I last wrote about the End of the World in July, so I thought it was time for an update. Apparently, it’s still scheduled for May 21.
Actually, May 21 isn’t technically the end of the world. Rather, it’s the Day of Rapture, when the righteous are magically taken up to heaven. Which also means, as anyone who has read the Left Behind series knows, that suddenly pilotless planes will fall from the sky and driverless cars will crash. So folks might want to be cautious about their transportation arrangements that day.
The actual End of the World won’t be for another six months, according to Harold Camping, a San Francisco-area radio host and the owner of Family Radio. His web site, wecanknow.com, says that Oct. 21 will be the day “when He will destroy the world and all that is therein.”
Camping’s followers around the country have been promoting the big day by putting up billboards and driving vehicles with placards.
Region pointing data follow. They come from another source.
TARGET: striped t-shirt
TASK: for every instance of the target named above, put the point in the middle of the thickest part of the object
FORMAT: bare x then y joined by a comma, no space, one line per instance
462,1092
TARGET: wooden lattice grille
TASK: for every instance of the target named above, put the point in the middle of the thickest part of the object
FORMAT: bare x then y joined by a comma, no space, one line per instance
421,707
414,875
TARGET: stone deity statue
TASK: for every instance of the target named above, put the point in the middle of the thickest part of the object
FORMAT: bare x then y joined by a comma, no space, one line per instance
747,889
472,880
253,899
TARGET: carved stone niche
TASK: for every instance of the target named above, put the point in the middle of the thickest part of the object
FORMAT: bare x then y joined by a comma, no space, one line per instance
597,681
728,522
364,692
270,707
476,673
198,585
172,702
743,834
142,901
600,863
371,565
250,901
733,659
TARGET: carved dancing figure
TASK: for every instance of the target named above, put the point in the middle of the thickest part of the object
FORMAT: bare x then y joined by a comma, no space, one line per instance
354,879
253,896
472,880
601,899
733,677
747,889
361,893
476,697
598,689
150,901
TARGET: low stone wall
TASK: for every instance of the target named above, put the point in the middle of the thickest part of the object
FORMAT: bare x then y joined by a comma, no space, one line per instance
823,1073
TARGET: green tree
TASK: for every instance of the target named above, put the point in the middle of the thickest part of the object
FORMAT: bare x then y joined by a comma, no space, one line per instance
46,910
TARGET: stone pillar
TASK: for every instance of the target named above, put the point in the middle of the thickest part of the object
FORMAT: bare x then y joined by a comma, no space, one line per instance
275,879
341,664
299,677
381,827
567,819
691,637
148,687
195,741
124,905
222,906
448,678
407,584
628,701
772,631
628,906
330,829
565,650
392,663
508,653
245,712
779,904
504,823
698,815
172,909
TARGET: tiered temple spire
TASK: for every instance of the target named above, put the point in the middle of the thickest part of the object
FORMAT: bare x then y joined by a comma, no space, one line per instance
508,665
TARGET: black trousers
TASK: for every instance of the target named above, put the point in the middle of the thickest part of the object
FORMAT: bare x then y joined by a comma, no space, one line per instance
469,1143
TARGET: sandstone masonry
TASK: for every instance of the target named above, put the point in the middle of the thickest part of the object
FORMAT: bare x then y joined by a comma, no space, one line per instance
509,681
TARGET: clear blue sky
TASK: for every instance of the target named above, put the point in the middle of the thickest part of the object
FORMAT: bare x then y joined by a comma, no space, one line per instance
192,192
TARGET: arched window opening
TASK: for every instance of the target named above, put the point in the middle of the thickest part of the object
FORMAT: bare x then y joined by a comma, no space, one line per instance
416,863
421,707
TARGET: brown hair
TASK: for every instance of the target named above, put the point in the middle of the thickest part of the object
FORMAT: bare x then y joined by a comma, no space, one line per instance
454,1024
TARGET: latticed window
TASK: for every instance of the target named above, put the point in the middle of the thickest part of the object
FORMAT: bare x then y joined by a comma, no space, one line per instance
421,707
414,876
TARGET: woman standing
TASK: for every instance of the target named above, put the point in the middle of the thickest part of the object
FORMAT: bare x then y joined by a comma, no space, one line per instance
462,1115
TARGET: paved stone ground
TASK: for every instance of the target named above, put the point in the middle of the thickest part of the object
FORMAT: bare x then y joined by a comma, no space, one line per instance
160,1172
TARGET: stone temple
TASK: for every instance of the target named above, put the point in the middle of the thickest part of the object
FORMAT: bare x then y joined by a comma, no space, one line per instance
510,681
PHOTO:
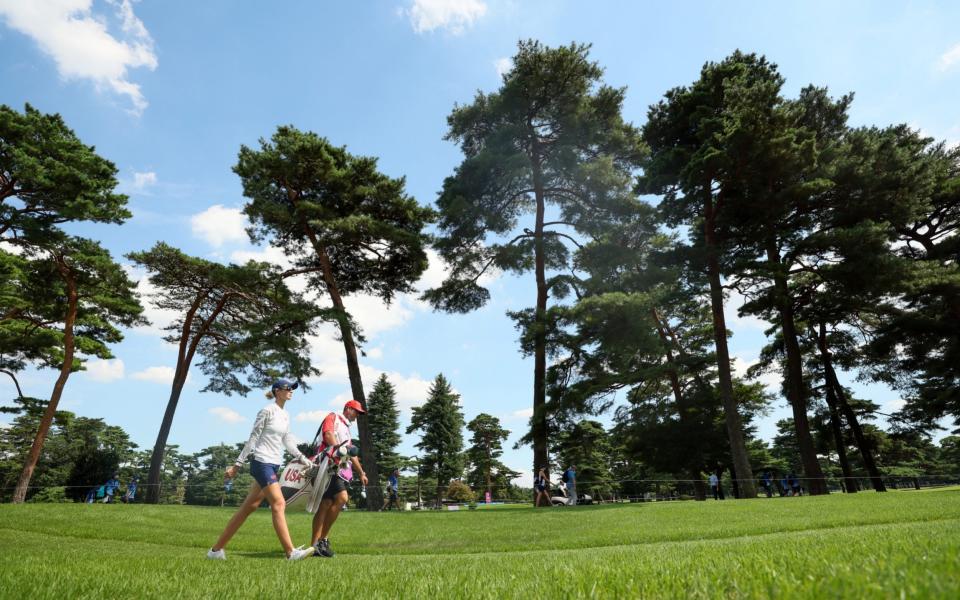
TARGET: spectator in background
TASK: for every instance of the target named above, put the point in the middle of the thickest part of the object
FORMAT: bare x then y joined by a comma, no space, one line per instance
541,487
110,488
570,480
715,486
794,485
131,491
766,480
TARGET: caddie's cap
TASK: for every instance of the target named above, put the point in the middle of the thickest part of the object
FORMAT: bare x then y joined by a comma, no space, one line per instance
354,405
284,384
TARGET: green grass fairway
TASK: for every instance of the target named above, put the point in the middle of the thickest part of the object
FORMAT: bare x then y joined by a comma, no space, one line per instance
866,545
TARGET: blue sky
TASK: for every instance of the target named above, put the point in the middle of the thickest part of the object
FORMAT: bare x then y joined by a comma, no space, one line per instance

But this is not the first time Camping has predicted Judgment Day:
On Sept. 6, 1994, dozens of Camping’s believers gathered inside Alameda’s Veterans Memorial Building to await the return of Christ, an event Camping had promised for two years. But the world did not end. Camping allowed that he may have made a mathematical error.
I’m going to be in the company of a bunch of scientists on May 21, talking about communicating human evolution. (I’m so doomed.)